Caliber: 7S36 ( 23 Jewels )

Hardlex crystal

Solid links steel bracelet with double push button locking clasp

Machine knurled bezel and crown.

Compass scale chaper ring.

Bracelet 22mm

Case width- bezel diameter 40mm

Case thickness: 14mm

What does anyone else think? Ever seen one in the wild?


----------



## jasonm (Nov 22, 2003)

I saw that too! Love it







Think there is a white faced version as well,









Get em in Roy!


----------



## JonW (Mar 23, 2005)

sweet.... want one....









I found it says: Latest Seiko diver's watch with Rotating Compass ring - (using the Hour hands to indicate the direction) - so how does that work?


----------



## Wardy (Jul 23, 2003)

Just found these too, that's one good looking watch................and I must resist........help!


----------



## pg tips (May 16, 2003)

JonW said:


> sweet.... want one....
> 
> 
> 
> ...


Basically point the hour hand at the sun. South is mid way between the hour hand and 12 so rotate the bezel to that position, so for eg at 10 am hold the watch with the 10 pointing to the sun rotate the bezel so the S is at 11 and therefore North is at 5.

This is only a rough guide.


----------



## Stan (Aug 7, 2003)

40mm? I could get away with that.










Though, it may end up in the wardrobe for a while.


----------



## ESL (Jan 27, 2004)

very rough PG, you also have to correct for BST and reset the bezel at least every hour, and also remember the whole shebang gets reversed if you are in the Southern hemisphere.


----------



## pg tips (May 16, 2003)

correct George. I've never seen the point of the bezel really it doesnt take much to work out where the mid point between the hour and 12 is so why have a rotating bezel.

I'd never use this method for anything but guesstimation.


----------



## ESL (Jan 27, 2004)

I think its just one of those funny quirks of marketing PG. People like gadgets, and that's a gadget.

Ironically (as you will know being ex-mil), if you have any idea about navigation you can generally figure out where north is without any aids at all. So using a wristwatch to do it, only really helps by telling what time it is so that you can estimate the position of north by guesstimation.


----------



## pg tips (May 16, 2003)

asuming the watch is set right George
















I don't know about you and it probably is the military that acounts for it, but I always seem to be able to sense which direction is north (more or less)
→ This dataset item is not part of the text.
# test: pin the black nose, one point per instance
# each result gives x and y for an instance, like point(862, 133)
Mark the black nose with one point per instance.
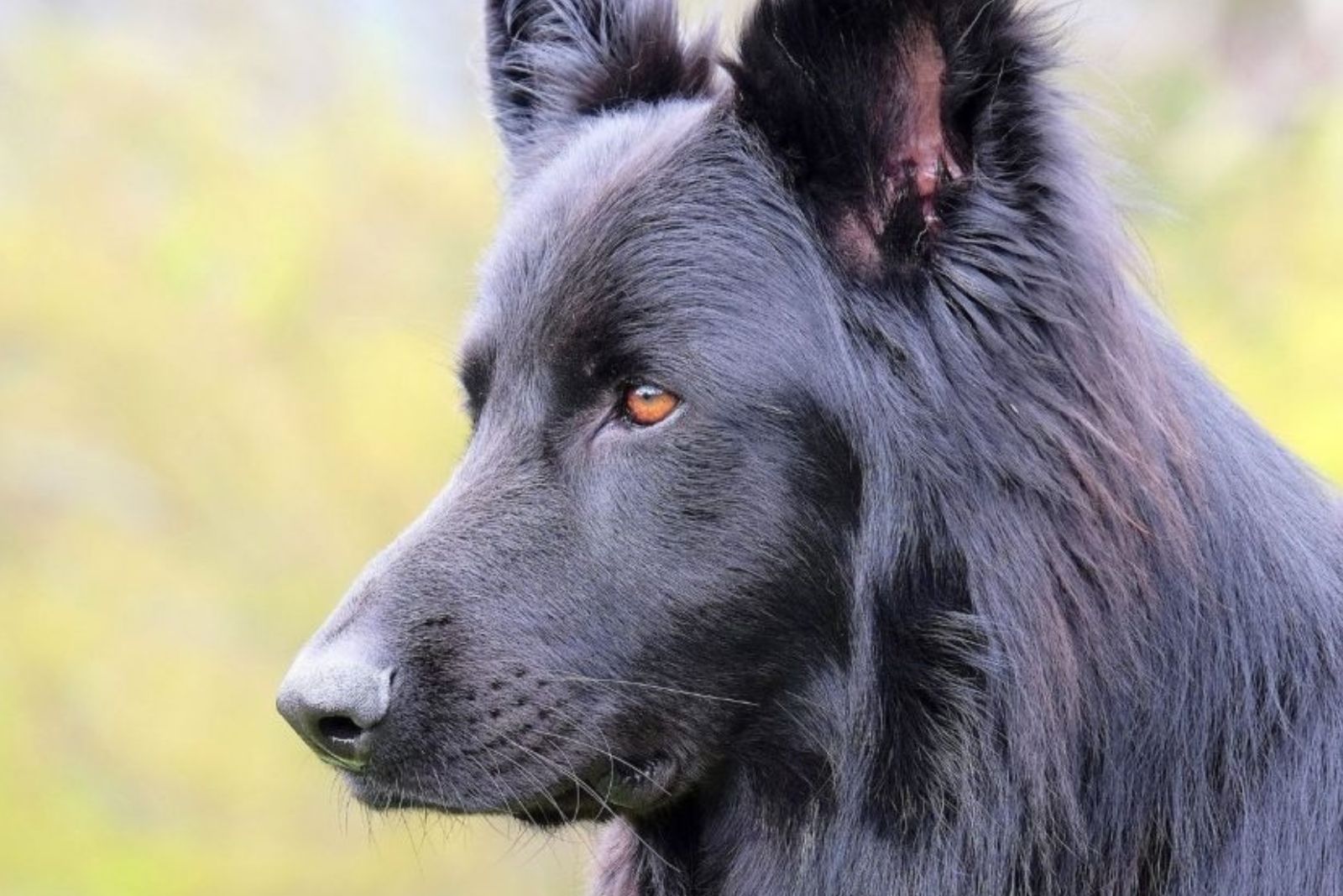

The 710 is hopeless shes ok on a sunny day (not that thick that she doesn't know the sun is south at lunch time) but put her on the moors on a rainy afternoon and she doesn't have a clue.

Could prove evry useful in the future!


----------



## ESL (Jan 27, 2004)

Yes, it certainly was the mil that kicked it off for me: driving around strange countries in tanks, and knowing where you are is pretty important. Helps avoid all those embarrasing "blue on blue" incidents!

On the mountains too there is a navigation-related saying: Getting to the top is optional - getting back down is again is mandatory. Navigation is very important in the hills. I certainly would not be using a watch as a compass, merely as a watch.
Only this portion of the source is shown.